Устроившись в глубоком кожаном кресле, он рассеянно оглядел свой кабинет. Здесь, в окружении стеллажей с книгами, он провел множество приятных часов, один или в обществе Сибиллы. Сибиллы, которая хотела ребенка и знала, как обустроить их семейную жизнь наилучшим, по ее мнению, образом. Зачала ли она уже этого ребенка, которого так долго ждала?.. Он утопил этот вопрос в очередном бокале вина и, движимый каким-то импульсом, поднялся.
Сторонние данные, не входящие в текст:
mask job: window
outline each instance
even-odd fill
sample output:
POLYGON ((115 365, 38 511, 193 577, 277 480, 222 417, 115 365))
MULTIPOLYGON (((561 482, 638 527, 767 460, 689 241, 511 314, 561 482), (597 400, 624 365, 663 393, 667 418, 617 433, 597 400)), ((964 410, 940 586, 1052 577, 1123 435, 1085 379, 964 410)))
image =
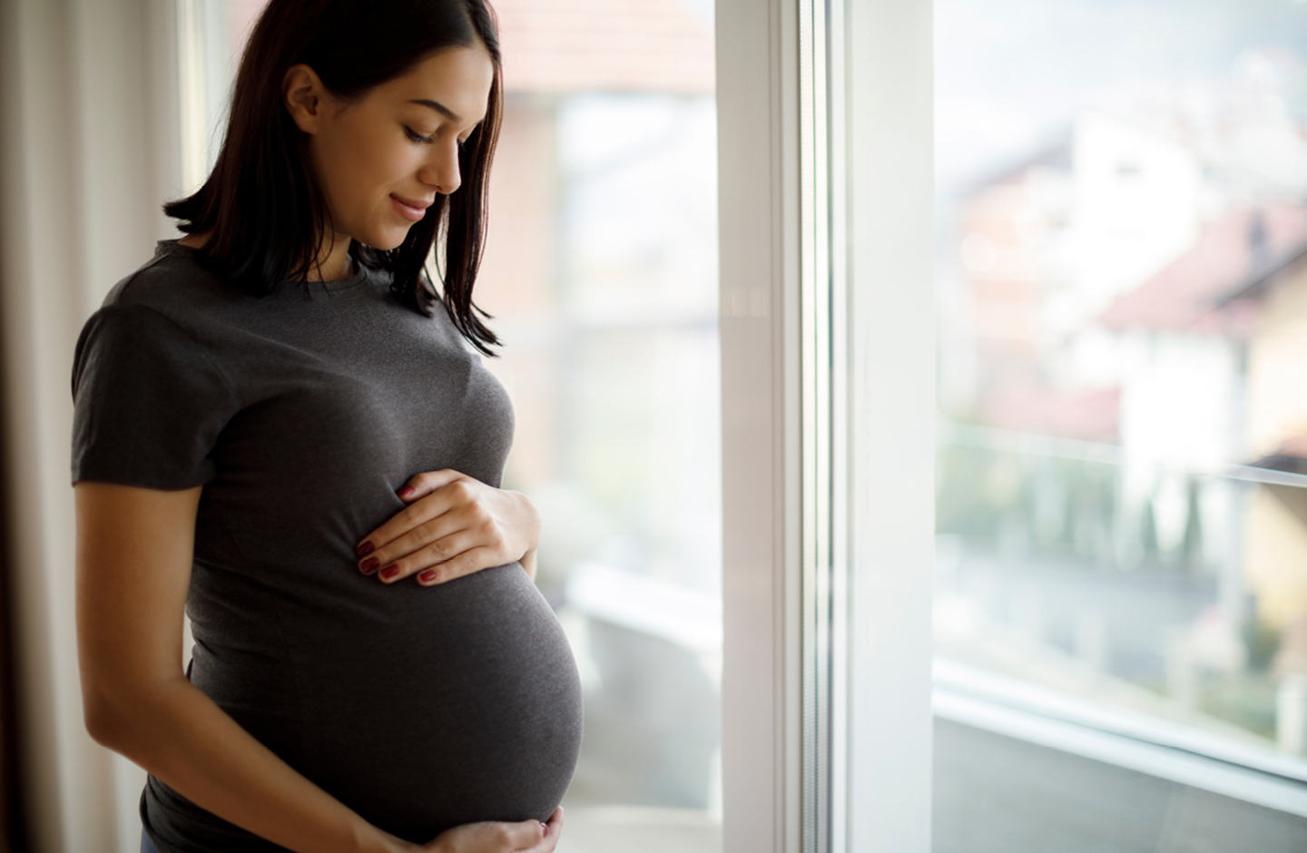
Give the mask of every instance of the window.
POLYGON ((1299 849, 1307 9, 935 7, 936 849, 1299 849))

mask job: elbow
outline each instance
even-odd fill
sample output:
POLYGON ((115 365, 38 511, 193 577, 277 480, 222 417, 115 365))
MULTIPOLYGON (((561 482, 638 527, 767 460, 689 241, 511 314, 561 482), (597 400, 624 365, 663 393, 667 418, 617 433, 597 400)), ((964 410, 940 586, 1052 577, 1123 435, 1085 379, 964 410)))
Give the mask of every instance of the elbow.
POLYGON ((122 715, 102 692, 84 688, 82 721, 91 741, 103 747, 116 748, 122 741, 122 715))

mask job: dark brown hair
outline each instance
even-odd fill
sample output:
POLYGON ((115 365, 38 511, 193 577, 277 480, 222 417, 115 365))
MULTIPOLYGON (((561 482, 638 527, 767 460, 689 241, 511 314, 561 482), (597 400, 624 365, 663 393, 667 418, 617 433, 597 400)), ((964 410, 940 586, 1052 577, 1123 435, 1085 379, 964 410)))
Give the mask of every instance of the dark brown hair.
POLYGON ((261 297, 307 278, 325 233, 325 204, 307 155, 307 136, 282 106, 286 69, 305 63, 333 95, 363 98, 427 56, 480 42, 494 61, 486 118, 459 150, 463 183, 437 195, 426 217, 393 249, 352 243, 350 256, 392 274, 391 290, 431 316, 450 319, 480 351, 498 344, 477 316, 472 286, 485 247, 490 161, 503 114, 499 38, 485 0, 272 0, 240 57, 231 114, 209 179, 195 195, 163 205, 187 234, 213 230, 199 257, 240 290, 261 297), (440 294, 426 259, 443 249, 440 294))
Взгляд его упал на одну из книг: «Полное руководство по судебной медицине» Бриана и Шоде, 1863 года издания. Он взял книгу и раскрыл ее на главе, посвященной смерти от удушья. Здесь было приведено довольно редкое свидетельство… Жан пролистнул несколько страниц и наконец нашел то, что искал.
«Деал, юный рабочий, мечтавший разбогатеть, но убедившийся в том, что эти мечты несбыточны, решил покончить с собой, отравившись газом… такого-то числа… месяца… 188… года… и оставил подробное, минута за минутой, описание своей агонии:
Думаю, ученым полезно будет узнать, как действует газ на человеческий организм… Я поставил на стол лампу, свечу и часы, начинаю церемонию… Сейчас 10 часов 15 минут. Я только что разжег печку; уголь разгорается медленно.
10 ч. 20 мин. Пульс ровный, не чаще чем обычно.
10 ч. 30 мин. Густой дым понемногу заполняет комнату. Свеча, кажется, скоро погаснет. У меня началась страшная головная боль. Глаза сильно слезятся. Я чувствую общее недомогание. Пульс участился.
10 ч. 40 мин. Свеча потухла, лампа еще горит. В висках стучит так сильно, как будто жилы на них вот-вот лопнут. Хочется спать. Чувствую ужасную боль в желудке. Пульс 80 ударов в минуту.
10.50 Я задыхаюсь на ум приходят странные мысли я едва могу дышать осталось недолго все симптомы безумия
11.00 почти не могу писать в глазах мутится лампа потухла не думал так мучиться перед смертью
11.02 (неразборчиво)».
Жан закрыл книгу и положил ее на стол. Вот что пришлось вынести несчастной Анриетте Менар. Ее смерть не была безболезненной, отнюдь нет. И вполне вероятно, что убийца, до мелочей продумавший мизансцену и не собирающийся допустить ничего случайного и непредвиденного, тайно наблюдал за ее агонией – например, из-за стеклянной двери справа от камина, откуда хорошо было видно привязанную к креслу жертву.
Жан подошел к окну. Уже стемнело, и он увидел свое отражение в оконном стекле.
Он не знал, сколько времени простоял там, устремив невидящий взор в темноту, но вдруг услышал, как распахнулась входная дверь. Выйдя навстречу Сибилле, он заметил, что она не так весела, как обычно.
– О-ля-ля! Ну и тоска! – сказала она. – С каждым спектаклем публика все равнодушнее! Еще два-три таких вечера, как сегодня, – и пьесу придется убирать из репертуара… Да что с тобой такое? – вдруг произнесла она слегка встревоженным тоном.
И в очередной раз, верная себе, своей самоотверженной и благородной натуре, она тут же забыла о своих тревогах ради Жана.
Тот застыл, пригвожденный к месту неожиданным воспоминанием, добавившимся ко всем испытаниям сегодняшнего дня: Полина Мопен, сестра Анжа, тоже умерла от удушья!